Субботу я провел в райцентре, а воскресным утром вернулся в совхоз. Владимир был в конторе.
— Что с семенами? — спросил я.
— Почти на нуле.
Опять весь день мотаемся по отделениям, и главный агроном снова и снова втолковывает управляющим, заведующим зернотоками и участковым агрономам простую истину: НАДО ЗАСЫПАТЬ СЕМЕНА В ХРАНИЛИЩА!
Словно он не был ни в пятницу, ни в субботу во всех пяти отделениях.
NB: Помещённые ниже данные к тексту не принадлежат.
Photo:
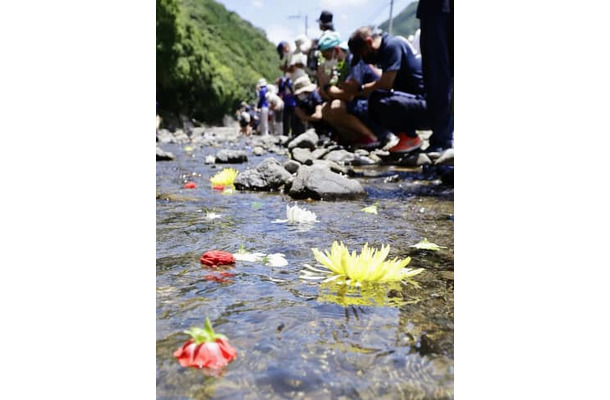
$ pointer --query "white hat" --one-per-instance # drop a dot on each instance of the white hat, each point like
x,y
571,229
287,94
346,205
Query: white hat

Словно не говорил много раз те же самые слова тем же самым людям.
Выражаясь техническим языком, можно сказать, что коэффициент полезного действия главного агронома был близок к нулю. Иными словами, я еще не видел этого славного мужика в роли главного агронома. Он занимался эти дни чем угодно, но только не решением проблем, которыми по статусу положено заниматься главному агроному: на моих глазах он был контролером, погонялой, надсмотрщиком, толкачом, водителем своей персональной машинёшки, но только не главным агрономом.
Спрашиваю: какими же чисто агрономическими делами ему сейчас надо было бы заняться.
— Многими, — с тяжким вздохом молвил Владимир. — Например, позарез надо связаться с контрольно-семенной лабораторией и узнать, какую всхожесть показывают семена нашей твердой пшеницы. Неплохо бы и просто посидеть за столом в агрокабинете, подумать есть о чем: сравнить, скажем, данные по урожайности этого года с прошлогодними; посмотреть, какие факторы влияли нынче на урожайность, какая зябь лучше показала себя — августовская или сентябрьская; решить, какие поля следует пахать глубоко, а какие обработать поверхностно — пахота-то уже полным ходом идет…
Говорят: агроном не только технолог, но еще и организатор производства. Да что ж это за организаторская работа, если главный агроном элементарно подменяет своих подчиненных! Подменять-то подменяет, а толку от этого нет никакого. Ведь в совхозе пять отделений. Значит, пять управляющих, пять заведующих зернотоками, пять участковых агрономов, пять учетчиков… Это сколько же времени надо, чтобы каждому ежедневно объяснять во всех подробностях, что и как ему надо делать, да еще каждого проконтроливать!..
— А куда денешься! — пожимал плечами Владимир. — Некуда деваться, вот и носишься как угорелый с шести, а то и с пяти утра и до полуночи.
— А семена не засыпаются.
— Рано или поздно засыплем. Каждый год такая лихорадка с ними, а все равно к весне ни одно хозяйство не остается без семенного фонда.
— Только во что это обходится.
— Мы народ крепкий, выдюжим. А куда денешься? Партия сказала: «надо!» — вот и крутимся.
Девять вечера. Владимир обещал долго не засиживаться в конторе. За стеной басом, в отца, ревет двухгодовалый Сашка. Вот затих — то ли уснул, то ли добился от матери своего. За дверью послышался плеск воды и шарканье мокрой тряпки об пол. Немного погодя хозяйка попросила меня на время перейти в другую комнату.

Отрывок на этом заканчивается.